The authors also expressed concern that we might have missed some heteroplasmic mutations because of the use of DNA from lymphocytes, rather than from other tissues. We reported very low levels of heteroplasmy in our samples, which were comprised of DNA from whole blood of ME/CFS patients and controls. Whole blood DNA was available to us; DNA from other tissues was not. Although we were aware that tissue specificity of mtDNA heteroplasmy exists [3], it is highly unlikely that any subjects harbored physiologically significant amounts of a heteroplasmic mutation despite our use of blood DNA, which is suitable for identifying mutations in most mtDNA-encoded diseases, with one exception. It is known that individuals with MELAS, especially as age increases, sometimes harbor far fewer abnormal mtDNAs in their blood cells than in other cell types [4, 5]. Someone with severe MELAS was unlikely to remain undetected, given the number of differential symptoms that would have allowed the ME/CFS experts, who provided the samples, to identify any such individual victim. Furthermore, while in a study of 34 Dutch families, some individuals harbored undetectable levels of the MELAS mutations in blood but significant amounts in other cell types, the majority of MELAS carriers in that study did have detectable heteroplasmy in blood [6].

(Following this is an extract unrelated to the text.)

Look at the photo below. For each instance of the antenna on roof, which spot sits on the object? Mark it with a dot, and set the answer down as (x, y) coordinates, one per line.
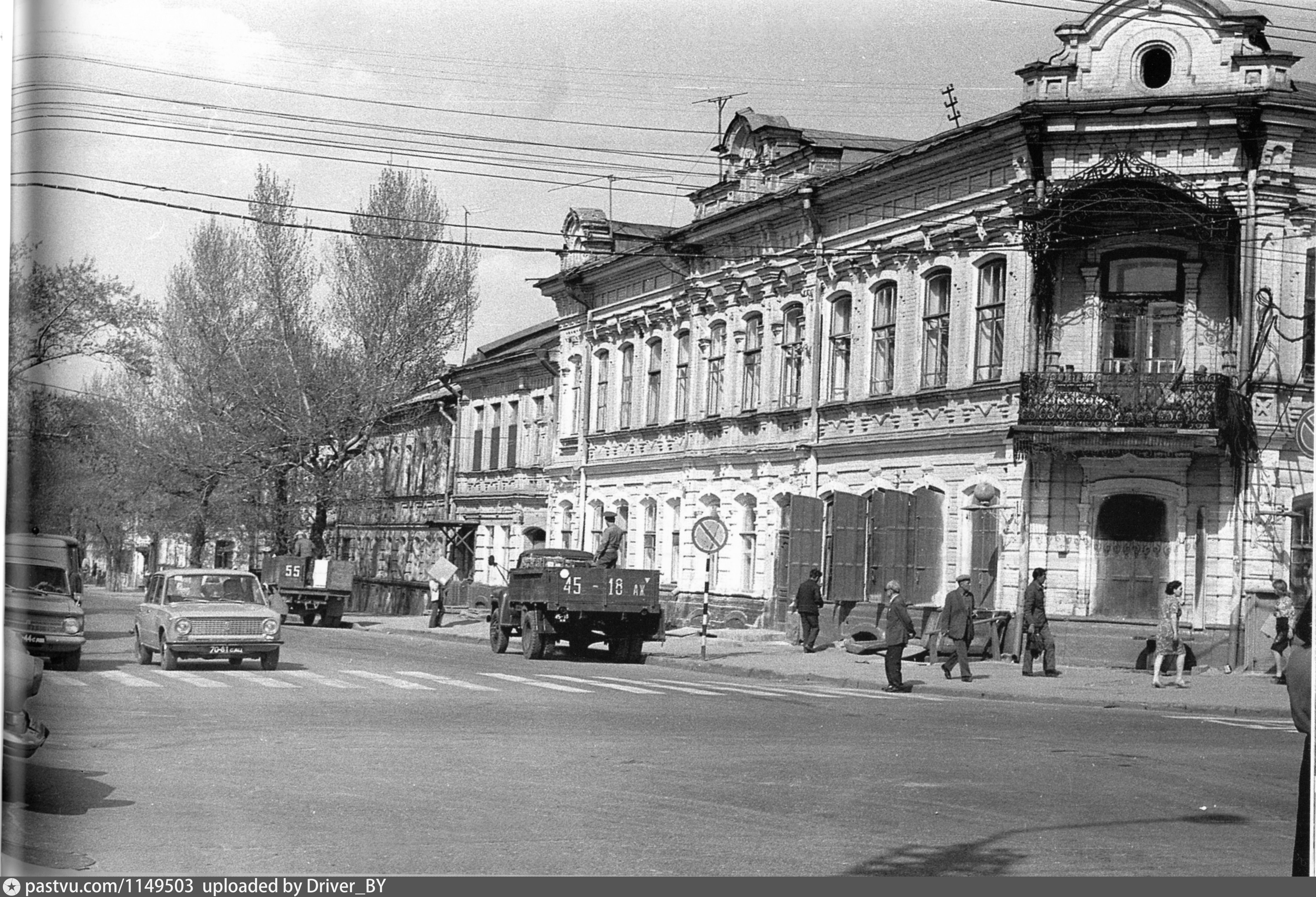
(722, 104)
(953, 116)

The authors then pointed out that we did not carry out “immune-histological nor biochemical studies of muscle biopsies” and that such studies would be valuable to identifying dysfunctional mitochondrial pathways. We do not disagree with this point, but again we made no claim that we had detected all possible such dysfunctions, given that such experiments were outside the scope of our project. While such studies might be of future interest, obtaining muscle biopsies from a patient population that usually exhibits high sensitivity to pain poses ethical considerations.

Finsterer and Zaroub-Mahjoub [2] then ask how other causes of fatigue were distinguished from ME/CFS and then imply that our subject cohort could have included individuals with a number of other diseases. Had the authors consulted the paper we cited [7], which provides a thorough discussion of how ME/CFS subjects were screened for other diseases and selected for inclusion by 6 ME/CFS expert physicians, they would find their worries about proper subject selection to be unjustified. The authors complain that “nothing is reported about the previous history of the 193 patients.” They are correct, because such information was already reported in detail in the paper authored by the ME/CFS experts [7], who have collected an extremely valuable set of samples that have been [8] and will undoubtedly be used for many other types of studies. We encourage readers of our study and other studies utilizing the Chronic Fatigue Initiative sample set to consult the foundational paper describing the cohort [7] instead of making unwarranted negative assumptions about its quality.